Topcoat: Fluorocarbon topcoat, 80 μm, salt spray resistant, UV resistant.

Total film thickness: 290 μm, with emphasis on preventing blistering and cracking.

2.2.3 Superstructure/Open deck

Primer: Epoxy zinc-rich, 60 μm

Intermediate coat: Epoxy micaceous iron oxide, 80 μm; glass flake option available for decks to enhance abrasion resistance.

Topcoat: Polysiloxane topcoat, 60–80 μm; additional 40 μm abrasion-resistant polyurethane topcoat for decks.

Features: UV resistance, salt spray resistance, easy to clean, resistance to mechanical wear.

2.2.4 Ballast Tanks

System: Solvent-free epoxy coating (100% solids, VOC=0), dry film thickness 320±20 μm.

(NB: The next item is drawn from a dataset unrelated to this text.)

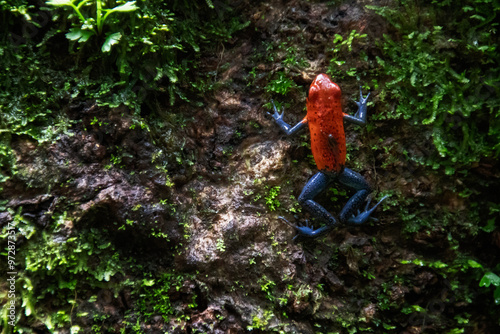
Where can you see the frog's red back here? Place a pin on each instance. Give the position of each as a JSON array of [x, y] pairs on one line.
[[326, 124]]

Surface preparation: Sa2.5 grade, roughness 50–75 μm; single-coat application to minimise joints.

Performance requirements: Salt spray ≥2000 h, resistance to cathodic disbonding.

Complementary cathodic protection: Sacrificial anodes (Al/Zn alloy), protection current density 110–150 mA/m².

2.3 Core performance requirements for coating materials

Primer: Zinc content ≥85%, adhesion ≥5 MPa, salt spray ≥1500 h.

Intermediate coat: Mica iron/flake content ≥65%, chloride ion permeability ≤5×10⁻⁶ cm²/s, salt spray resistance ≥2000 h.

Topcoat: Weather resistance ≥2000 h (artificial ageing), salt spray resistance ≥3000 h, elongation at break ≥150% (waterline area ≥300%).

2.4 Key Points for Application and Acceptance

Environmental conditions: Temperature 5–35°C, humidity ≤85%, steel plate temperature ≥dewing point +3°C; avoid condensation.

Film thickness control: Multi-point measurement of dry film thickness; pass rate ≥90%, minimum value ≥80% of the design value.

Acceptance criteria: CCS on-site inspection, PSPC film thickness report, salt spray/adhesion test report.

3. Long-term Protection System (Coating + Cathodic Protection)

Underwater areas: Epoxy zinc-rich + epoxy micaceous iron oxide + antifouling paint + Al/Zn sacrificial anodes, with a protection potential of -0.85 to -1.10 V, effectively inhibiting corrosion in the cathodic zone and anodic dissolution.

Ballast Tanks: Solvent-free epoxy + sacrificial anodes, meeting IMO PSPC requirements, with a design life of over 15 years.

4. Summary and Recommendations

CCSA is a low-carbon steel of ordinary strength with poor resistance to seawater corrosion; its use in a bare state is strictly prohibited. In marine environments, a combined protection system comprising coating and cathodic protection must be employed.

Recommended strategy: Depending on the service area, priority should be given to a system comprising zinc-rich epoxy primer + epoxy micaceous iron oxide/glass flake intermediate coat + specialised topcoat.

Key control points: Strictly enforce rust removal to Sa2.5 grade or higher + appropriate surface roughness control, and ensure compatibility with sacrificial anode protection.

Expected service life: Under the aforementioned system, long-term reliable service of 10–15 years can be achieved.